Resultaatgerichtheid leidt door al dit meten tot een ethiek van ‘het resultaat heiligt de middelen’. De druk om te presteren kan zo maar leiden tot leerlingen, studenten en werkenden om zich ‘punten scorend en zelfsturend over de kop te werken’. Je doet alleen je best op school als het ook gemeten wordt, getoetst wordt.

Gezonde meethouding

In het slothoofdstuk geeft Berend van der Kolk zeven tips voor een gezonde meethouding, zich realiserend dat een supertip om alle meetproblemen de wereld uit te helpen niet bestaat. Ik noem de in mijn ogen belangrijkste tips.

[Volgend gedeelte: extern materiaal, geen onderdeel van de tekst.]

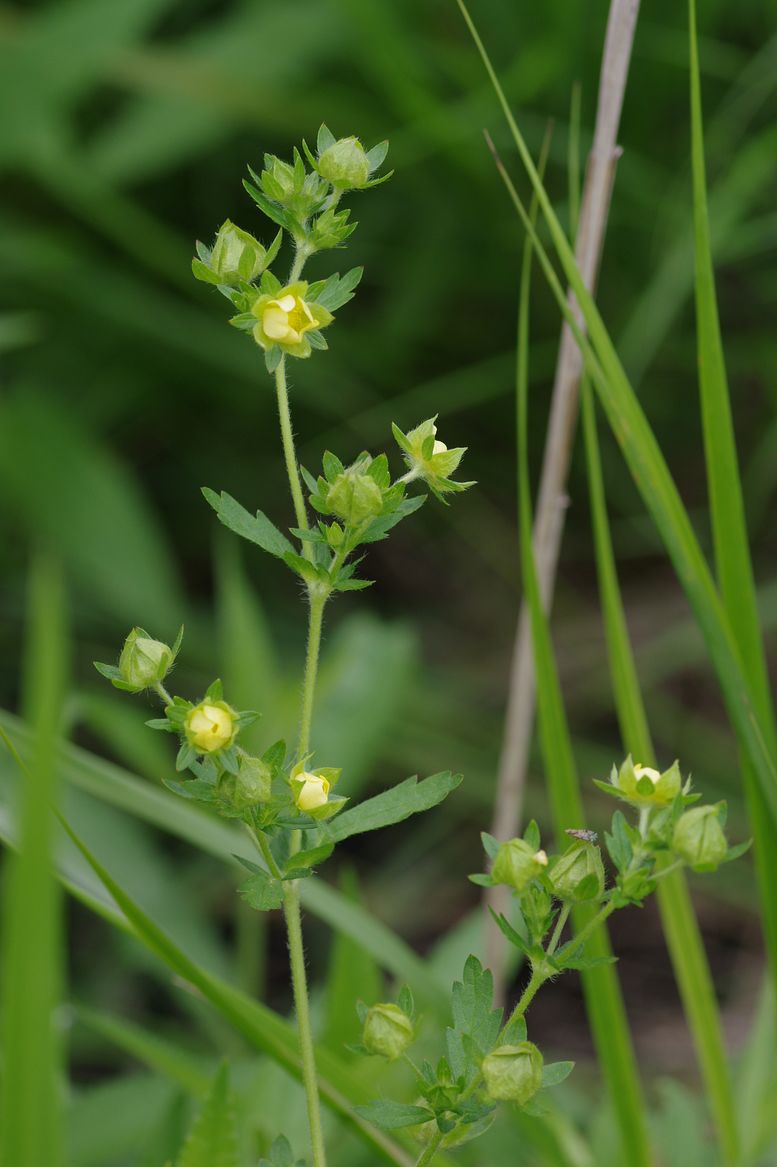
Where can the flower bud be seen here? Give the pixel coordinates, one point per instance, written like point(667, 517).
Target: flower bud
point(429, 459)
point(699, 838)
point(571, 874)
point(253, 782)
point(387, 1031)
point(345, 165)
point(310, 790)
point(513, 1073)
point(144, 662)
point(355, 497)
point(517, 864)
point(642, 785)
point(237, 254)
point(210, 726)
point(284, 320)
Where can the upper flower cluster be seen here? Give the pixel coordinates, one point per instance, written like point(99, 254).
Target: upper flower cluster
point(286, 319)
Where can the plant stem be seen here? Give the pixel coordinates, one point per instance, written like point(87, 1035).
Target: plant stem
point(301, 1004)
point(289, 453)
point(317, 602)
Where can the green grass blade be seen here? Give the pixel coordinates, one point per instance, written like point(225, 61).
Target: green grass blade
point(601, 985)
point(678, 917)
point(259, 1025)
point(645, 462)
point(32, 957)
point(154, 805)
point(727, 508)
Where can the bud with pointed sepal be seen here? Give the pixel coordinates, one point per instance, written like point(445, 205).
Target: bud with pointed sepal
point(387, 1031)
point(236, 257)
point(144, 662)
point(429, 459)
point(699, 839)
point(345, 163)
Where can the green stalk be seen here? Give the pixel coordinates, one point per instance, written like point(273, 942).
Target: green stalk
point(678, 917)
point(302, 1006)
point(603, 999)
point(289, 453)
point(727, 510)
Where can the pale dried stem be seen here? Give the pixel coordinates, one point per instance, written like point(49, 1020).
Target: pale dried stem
point(552, 500)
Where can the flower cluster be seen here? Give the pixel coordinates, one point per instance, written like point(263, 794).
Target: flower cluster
point(287, 319)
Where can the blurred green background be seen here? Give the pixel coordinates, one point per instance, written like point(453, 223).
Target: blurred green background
point(124, 134)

Meet met mate en wil ook niet alles meten wat gemeten kan worden. ‘Meten is weten’ geldt wel voor de fysieke wereld, maar is heel wat minder bruikbaar voor het meten van succes, van de kwaliteit van het werk van een professional of van wat goed beleid is.

Houdt rekening met de context: in scholen, op universiteiten en in ziekenhuizen zijn de meetmogelijkheden veel geringer dan in een productieomgeving met relatief eenvoudige werkprocessen.

Verlies het doel niet uit het oog: kostbare en tijdrovende metingen met de daarmee gepaard gaande bureaucratie staan het behalen van de bedrijfsdoelstellingen eerder in de weg dan dat deze daaraan een bijdrage leveren.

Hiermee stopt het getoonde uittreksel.